Why don't they advertise the already taxed amount as the jackpot? I mean obviously, $114M is a massive amount of money regardless but still


----------



## Shimmie (Jan 27, 2019)

He resembles the actor John Amos (James from Good Times and Kunta Kinte - as an adult - from Roots)

I pray he gets to enjoy this in peace; he needs the right to remain anonymous.


----------



## RoundEyedGirl504 (Jan 27, 2019)

Ms. Tarabotti said:


> He'd better move out of that neighborhood. All sorts are going to come out the woodwork to claim a part of the money.


That brother probably already shuttered his residence and won’t be heard from again lol


----------



## Kiowa (Jan 27, 2019)

Ms. Tarabotti said:


> He'd better move out of that neighborhood. All sorts are going to come out the woodwork to claim a part of the money.
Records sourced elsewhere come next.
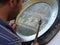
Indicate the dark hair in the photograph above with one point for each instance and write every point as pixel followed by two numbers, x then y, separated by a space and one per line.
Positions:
pixel 3 1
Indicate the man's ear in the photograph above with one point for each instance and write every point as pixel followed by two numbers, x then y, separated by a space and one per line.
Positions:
pixel 12 3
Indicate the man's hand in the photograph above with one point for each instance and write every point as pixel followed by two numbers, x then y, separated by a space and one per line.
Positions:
pixel 13 24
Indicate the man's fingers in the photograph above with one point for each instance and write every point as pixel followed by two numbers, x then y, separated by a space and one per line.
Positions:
pixel 11 22
pixel 14 26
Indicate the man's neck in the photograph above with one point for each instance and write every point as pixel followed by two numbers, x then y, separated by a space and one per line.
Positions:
pixel 3 17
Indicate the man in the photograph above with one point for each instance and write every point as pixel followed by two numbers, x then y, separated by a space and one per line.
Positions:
pixel 9 8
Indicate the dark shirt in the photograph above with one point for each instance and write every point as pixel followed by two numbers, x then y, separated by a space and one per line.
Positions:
pixel 8 35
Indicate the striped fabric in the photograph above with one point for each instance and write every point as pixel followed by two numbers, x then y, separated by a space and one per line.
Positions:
pixel 7 35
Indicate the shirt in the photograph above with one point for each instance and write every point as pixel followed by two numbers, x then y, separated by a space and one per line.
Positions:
pixel 8 35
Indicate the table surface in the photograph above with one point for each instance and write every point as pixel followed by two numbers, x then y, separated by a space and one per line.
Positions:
pixel 55 40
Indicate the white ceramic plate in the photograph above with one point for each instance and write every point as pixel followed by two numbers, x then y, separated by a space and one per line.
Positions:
pixel 33 11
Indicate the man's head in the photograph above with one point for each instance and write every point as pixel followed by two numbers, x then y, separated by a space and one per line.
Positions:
pixel 11 7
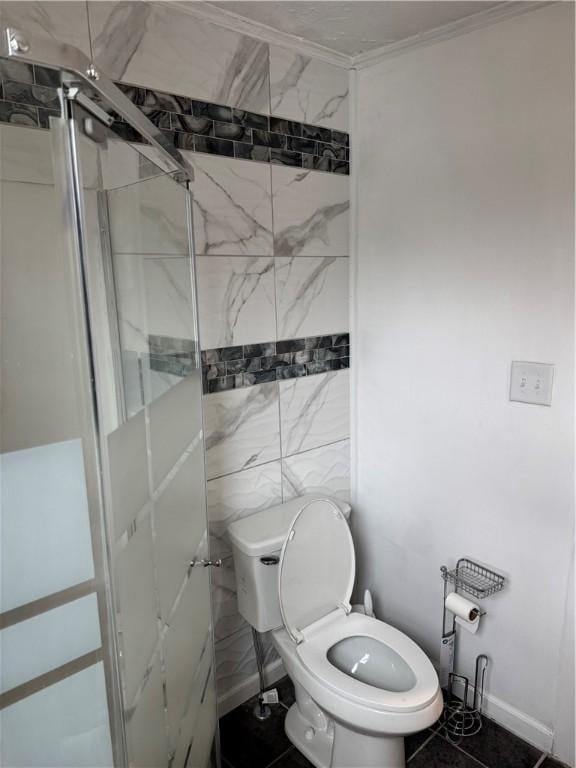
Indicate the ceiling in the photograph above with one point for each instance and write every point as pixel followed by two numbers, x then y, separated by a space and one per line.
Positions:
pixel 353 28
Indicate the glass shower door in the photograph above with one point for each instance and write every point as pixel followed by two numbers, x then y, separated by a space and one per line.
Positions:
pixel 137 245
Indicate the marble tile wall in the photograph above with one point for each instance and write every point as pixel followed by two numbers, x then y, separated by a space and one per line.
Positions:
pixel 266 129
pixel 274 333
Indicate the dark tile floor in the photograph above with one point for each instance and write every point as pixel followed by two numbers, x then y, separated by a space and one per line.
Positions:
pixel 248 743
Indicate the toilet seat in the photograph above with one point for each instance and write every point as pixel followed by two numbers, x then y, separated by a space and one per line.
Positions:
pixel 313 654
pixel 317 567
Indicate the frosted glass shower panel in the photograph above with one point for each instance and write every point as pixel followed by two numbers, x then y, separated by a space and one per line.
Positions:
pixel 44 509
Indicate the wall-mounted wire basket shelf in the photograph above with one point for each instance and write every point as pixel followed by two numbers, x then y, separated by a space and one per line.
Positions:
pixel 473 578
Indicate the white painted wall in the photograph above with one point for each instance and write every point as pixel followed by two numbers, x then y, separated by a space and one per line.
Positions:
pixel 464 156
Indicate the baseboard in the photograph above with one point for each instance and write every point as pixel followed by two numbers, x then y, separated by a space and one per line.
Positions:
pixel 519 723
pixel 249 687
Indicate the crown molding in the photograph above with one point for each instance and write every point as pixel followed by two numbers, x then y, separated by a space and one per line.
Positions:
pixel 241 24
pixel 500 12
pixel 230 20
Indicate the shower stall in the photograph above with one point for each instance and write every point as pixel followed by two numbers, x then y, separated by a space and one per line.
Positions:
pixel 106 630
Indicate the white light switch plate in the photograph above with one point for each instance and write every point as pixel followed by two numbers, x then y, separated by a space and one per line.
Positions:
pixel 531 383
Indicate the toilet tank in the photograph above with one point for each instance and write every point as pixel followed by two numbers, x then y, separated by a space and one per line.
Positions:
pixel 256 545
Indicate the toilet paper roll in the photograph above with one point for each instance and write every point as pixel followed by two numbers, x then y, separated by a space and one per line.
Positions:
pixel 467 613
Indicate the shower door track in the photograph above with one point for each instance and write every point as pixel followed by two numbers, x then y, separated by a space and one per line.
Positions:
pixel 77 69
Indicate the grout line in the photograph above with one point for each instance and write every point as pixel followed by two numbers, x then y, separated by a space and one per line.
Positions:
pixel 290 748
pixel 463 751
pixel 424 743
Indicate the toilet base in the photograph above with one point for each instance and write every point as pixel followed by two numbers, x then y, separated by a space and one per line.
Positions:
pixel 339 747
pixel 315 745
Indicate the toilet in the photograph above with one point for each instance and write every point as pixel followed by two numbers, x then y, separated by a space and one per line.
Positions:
pixel 361 685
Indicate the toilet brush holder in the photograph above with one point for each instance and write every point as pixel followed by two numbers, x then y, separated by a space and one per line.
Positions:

I was thinking he better not go back to to Jamaica either, not to stay or vacation....


----------



## 1QTPie (Jan 29, 2019)

This is awesome. Does he need a second wife?


----------



## Pat Mahurr (Jan 29, 2019)

1QTPie said:


> This is awesome. Does he need a second wife?


Or an overpaid  house sitter?


----------



## Lute (Jan 30, 2019)

I don't like how they put all his business out there like that. I mean do you really have to tell people where I come from.


----------



## IslandMummy (Jan 31, 2019)

Uncle!!


----------